Free weights. Home sweet trailer. Paperbacks. TV set. Dinner from a cardboard box.

Trusty sidekick. Knocking him down easy as a bowling ball sliding into a pin.

Brandy steals the wind from him, slobber forcing a gutpunch of a laugh out of him that jangles loose the crazed hungry thing inside that can’t be quelled by cheap noodles and reconstituted chemical cheese dust.

Fuzzed out electric guitar nerves fuse back together once the television floods the small space with bright voices familiar to Cliff as Brandy’s bark, Rick’s whine, his own answer back. As family.
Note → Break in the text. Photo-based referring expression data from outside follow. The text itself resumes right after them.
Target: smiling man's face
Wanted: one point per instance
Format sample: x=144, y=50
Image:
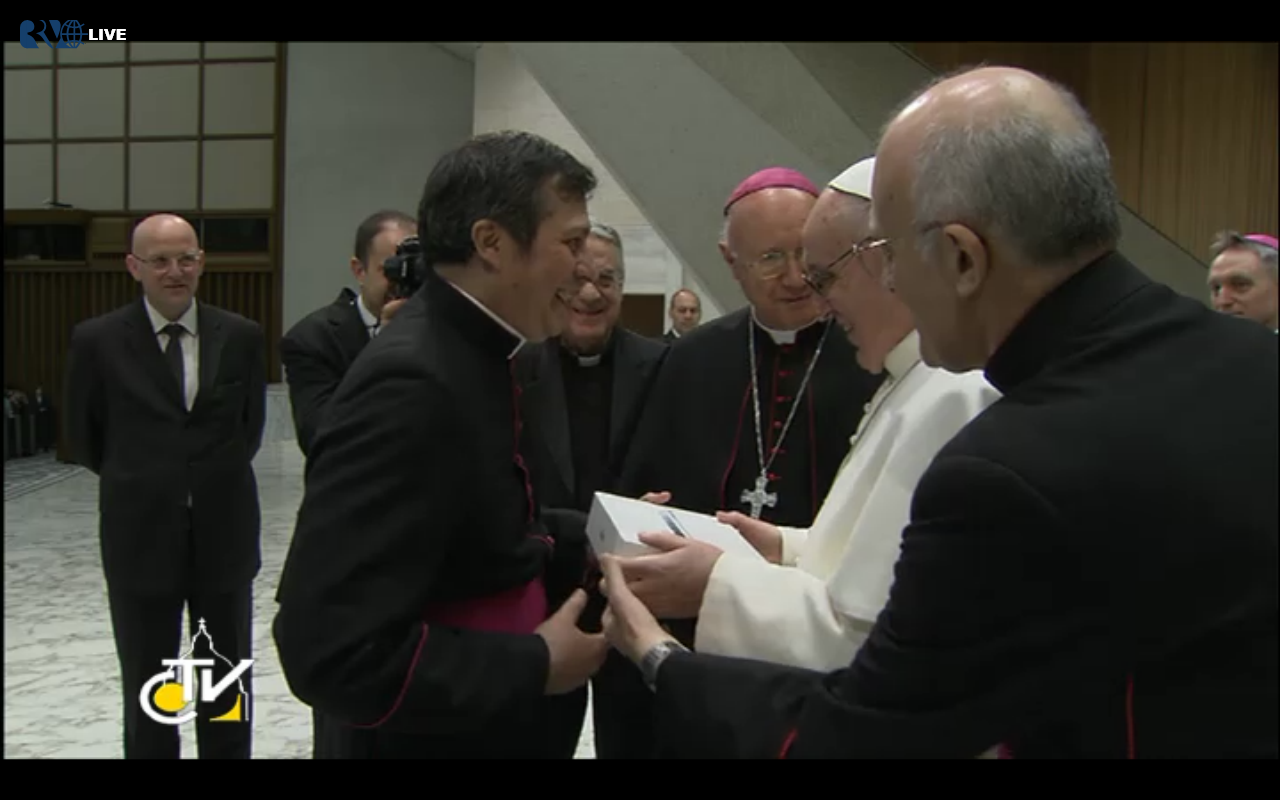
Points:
x=595, y=304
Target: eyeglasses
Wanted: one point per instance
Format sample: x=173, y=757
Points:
x=184, y=261
x=604, y=283
x=823, y=278
x=776, y=263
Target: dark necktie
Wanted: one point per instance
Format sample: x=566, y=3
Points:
x=173, y=355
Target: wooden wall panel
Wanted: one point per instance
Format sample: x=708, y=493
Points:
x=1192, y=126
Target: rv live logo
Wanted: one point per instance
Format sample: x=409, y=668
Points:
x=64, y=35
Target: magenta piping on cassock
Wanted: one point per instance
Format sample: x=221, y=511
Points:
x=515, y=611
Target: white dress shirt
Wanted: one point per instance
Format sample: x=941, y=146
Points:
x=190, y=346
x=520, y=338
x=816, y=609
x=373, y=324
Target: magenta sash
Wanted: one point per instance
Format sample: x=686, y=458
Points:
x=515, y=611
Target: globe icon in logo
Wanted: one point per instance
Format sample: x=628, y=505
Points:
x=72, y=33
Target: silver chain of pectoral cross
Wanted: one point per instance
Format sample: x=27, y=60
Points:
x=759, y=497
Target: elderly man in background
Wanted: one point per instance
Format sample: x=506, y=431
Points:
x=583, y=392
x=1243, y=277
x=167, y=403
x=1072, y=584
x=685, y=312
x=819, y=590
x=752, y=411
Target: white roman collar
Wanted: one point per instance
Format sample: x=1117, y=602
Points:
x=780, y=337
x=520, y=339
x=365, y=314
x=904, y=356
x=188, y=319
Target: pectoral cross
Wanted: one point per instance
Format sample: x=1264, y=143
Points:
x=758, y=498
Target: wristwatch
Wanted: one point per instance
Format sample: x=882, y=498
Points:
x=653, y=659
And while the tv’s providing conversation among the collection of pulpy paperbacks, comics, movie posters, motorcycle flyers, the restless thing inside his chest settles into something within a few hundred miles of contentment. More or less.

For the night, at least.

 _But maybe, since this is a tv show, and not a movie, the sequence of events has a chance to go a little differently. As the writers find out there’s a surprise renewal, inexplicably, for more seasons after all. Even though it seemed that horse had already been beat, shot, and stabbed to death. They rack their brains to come up with new plot points and character development._ Any _new plot points and character development._

 _Maybe the characters that you thought had become predictable take a sudden sharp left turn into No Man’s Land the audience doesn’t see coming. Something that changes the perception of what’s possible for such a pulpy show forever._

_Maybe the actors get antsy, bored with the limits of their characters, and are desperate to try any new challenge. As long as it makes them feel alive._

_Maybe the show you thought you knew, suddenly becomes a different one. Something stranger, and darker, and more violent. And yet somehow funnier, and more optimistic. And more passionate. And sexier. Definitely sexier. ___

____

____

_Maybe there’s a shocking twist ending or three. Or seven._

_Maybe that’s the most incredible setup for an insane love story._

__

__

_You know. The best kind._

_The only kind worth a damn._

_Small screen or large screen._

Might be worth pitching to Rick to get his take, now that he thinks about it.

**Author's Note:**

> The ancients did not associate the color blue with their goddesses. To them, blue was not even a real color but a shade of night, a derivative of black.
> 
> In the ancient world, blue was a breed of darkness.
> 
> _— Sacre Bleu_ , Christopher Moore


End file.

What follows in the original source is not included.